Metallica

Metallica

The first people Metallica thanked when they won a Grammy Award in 1992, for what became known as the Black Album, were the progressive rock band Jethro Tull. Not because of their inordinate influence on Metallica, or even because Metallica felt a kinship with them—but because Jethro Tull hadn’t put out their own album that year to stand as competition. Tull had infamously won the award for Best Hard Rock/Metal Performance in 1989—a reflection of both the Academy’s disconnect with metal culture and how uneasily it sat in the mainstream.

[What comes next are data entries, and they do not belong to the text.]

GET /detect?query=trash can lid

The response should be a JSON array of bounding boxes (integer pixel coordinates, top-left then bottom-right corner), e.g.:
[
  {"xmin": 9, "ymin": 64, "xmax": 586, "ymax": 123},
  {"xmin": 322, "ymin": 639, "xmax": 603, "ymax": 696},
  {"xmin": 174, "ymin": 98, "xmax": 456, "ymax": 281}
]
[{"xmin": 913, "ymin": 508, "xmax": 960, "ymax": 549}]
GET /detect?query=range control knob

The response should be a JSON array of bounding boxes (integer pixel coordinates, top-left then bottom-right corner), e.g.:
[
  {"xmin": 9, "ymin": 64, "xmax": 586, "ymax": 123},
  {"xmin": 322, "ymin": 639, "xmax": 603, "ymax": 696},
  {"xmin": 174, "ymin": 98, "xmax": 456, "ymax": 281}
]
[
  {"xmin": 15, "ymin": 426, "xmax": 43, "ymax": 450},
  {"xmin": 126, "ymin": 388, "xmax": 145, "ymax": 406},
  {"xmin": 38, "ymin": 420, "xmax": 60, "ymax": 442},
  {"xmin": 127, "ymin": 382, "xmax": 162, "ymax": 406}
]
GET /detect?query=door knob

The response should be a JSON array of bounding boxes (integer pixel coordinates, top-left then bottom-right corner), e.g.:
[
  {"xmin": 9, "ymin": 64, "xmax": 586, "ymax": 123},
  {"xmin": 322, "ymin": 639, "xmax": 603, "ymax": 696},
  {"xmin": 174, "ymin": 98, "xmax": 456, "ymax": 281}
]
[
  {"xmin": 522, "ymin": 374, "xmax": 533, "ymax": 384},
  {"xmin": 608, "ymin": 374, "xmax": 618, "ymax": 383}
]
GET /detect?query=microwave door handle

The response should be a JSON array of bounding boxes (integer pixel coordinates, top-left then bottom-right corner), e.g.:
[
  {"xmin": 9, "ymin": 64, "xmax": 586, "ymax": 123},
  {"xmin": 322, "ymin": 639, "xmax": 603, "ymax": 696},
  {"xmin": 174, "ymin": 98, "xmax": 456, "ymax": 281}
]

And while the Black Album’s win didn’t constitute acceptance, per se, it acknowledged what fans of the band had understood for going on 10 years: Metal was the vanguard of hard rock, and Metallica was the vanguard of metal. Drummer and cowriter Lars Ulrich says they used to labor for hours over the perfect take, Frankenstein-ing together fragments of drum parts, punching in riffs, blending and overdubbing until every wrinkle was ironed flat. They wanted precision, and by precision they meant technical mastery—a superlative in a world where the goal is to play as hard, fast, and complicatedly as possible without slipping. And it isn’t that the Black Album isn’t complex. But whereas tracks like “One,” “Master of Puppets,” and “Seek & Destroy”—songs that not only defined Metallica’s sound, but the sound of ’80s metal in general—foregrounded complexity as proof of the band’s stamina and ambition, the music here is streamlined and the performances natural. Ulrich says producer Bob Rock helped them understand their recordings not just as seamless stacks of riffs, but as shapes with ebb and flow, rise and fall. In the songs’ simplicity is a clear confidence: “Enter Sandman” and “Sad but True” are two of the heaviest tracks the band recorded, but also two of the most straightforward. “The Unforgiven” evokes Celtic folk and the majestic spaghetti Western soundtracks of Ennio Morricone (whose “The Ecstasy of Gold” long served as their walk-on music), but it works just as well around the campfire. James Hetfield wasn’t sure whether “Nothing Else Matters” even belonged on a Metallica album—it was so personal, so disclosing. But they’d always trusted their gut, and in doing so helped revise Led Zeppelin ballads for the post-punk era: They thrash, but they do it with tenderness.